Keith Joseph, CEO, Safaricom announced that it was one of the shortlisted companies for a mobile licence in Ethiopia. The Ethiopian regulator ECA denied bidders for new licences have been shortlisted.
According to the Namibian Economist, a significant Public Private Partnership (PPP) between Paratus Telecom and Telecom Namibia will fund the Namibian link to Google's new undersea cable between South Africa and Portugal. Another group that showed a keen interest to be involved in the project is Demshi Investment Holding who came on board as a private licensed operator investing in additional capacity.
French-owned wireless provider Orange DRC has signed a ten-year Network as a Service (NaaS) contract with Canadian vendor NuRAN to extend the cellco's coverage of rural areas of the Democratic Republic of Congo (DRC). Under the terms of the agreement, NuRAN will build and operate 2,000 towers over the next 40 months with a particular focus on rural communities with populations over 5,000. According to NuRAN, the towers will provide 2.75G connectivity to up to ten million people that were previously left unserved or underserved.
9mobile, has launched commercial 4G services in the city of llorin, the state capital of Kwara State in Western Nigeria.

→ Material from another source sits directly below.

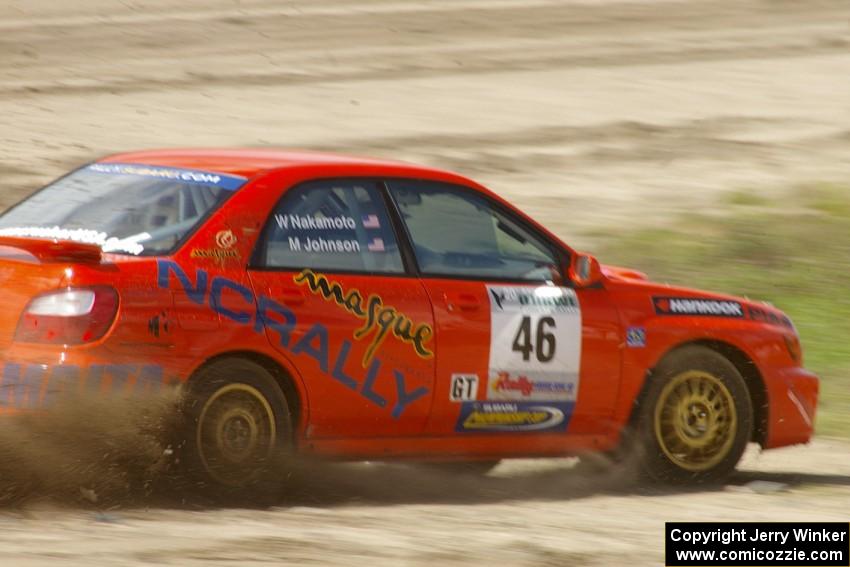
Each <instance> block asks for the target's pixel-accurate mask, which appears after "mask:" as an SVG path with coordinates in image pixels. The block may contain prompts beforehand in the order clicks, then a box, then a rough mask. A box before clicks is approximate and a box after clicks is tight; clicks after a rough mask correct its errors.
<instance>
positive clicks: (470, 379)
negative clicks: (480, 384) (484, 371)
mask: <svg viewBox="0 0 850 567" xmlns="http://www.w3.org/2000/svg"><path fill="white" fill-rule="evenodd" d="M476 399H478V374H452V383H451V387H450V388H449V401H452V402H469V401H472V400H476Z"/></svg>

CST, the incumbent provider of fixed, mobile and data services in Sao Tome and Principe, has expanded its fibre-optic network to the north of the country. Customers in the city of Neves and surrounding area will be able to benefit from broadband internet at maximum speeds of between 3Mbps and 200Mbps. Within the next few weeks, the fibre-to-the-home (FTTH) service will also reach the city of Angolares, completing a strategy to cover all district capitals. According to CEO of CST Jorge Frazao, more than 80% of the firm's fixed internet customers are served via fibre-optic connections.
MTN is selling its 20% shareholding in international wholesale operator BICS.
Senegalese regulator ARTP has fixed its spotlight on Expresso for service shortcomings and outstanding fees of USD12.9 million. Unless it addresses these issues, it may lose its licence.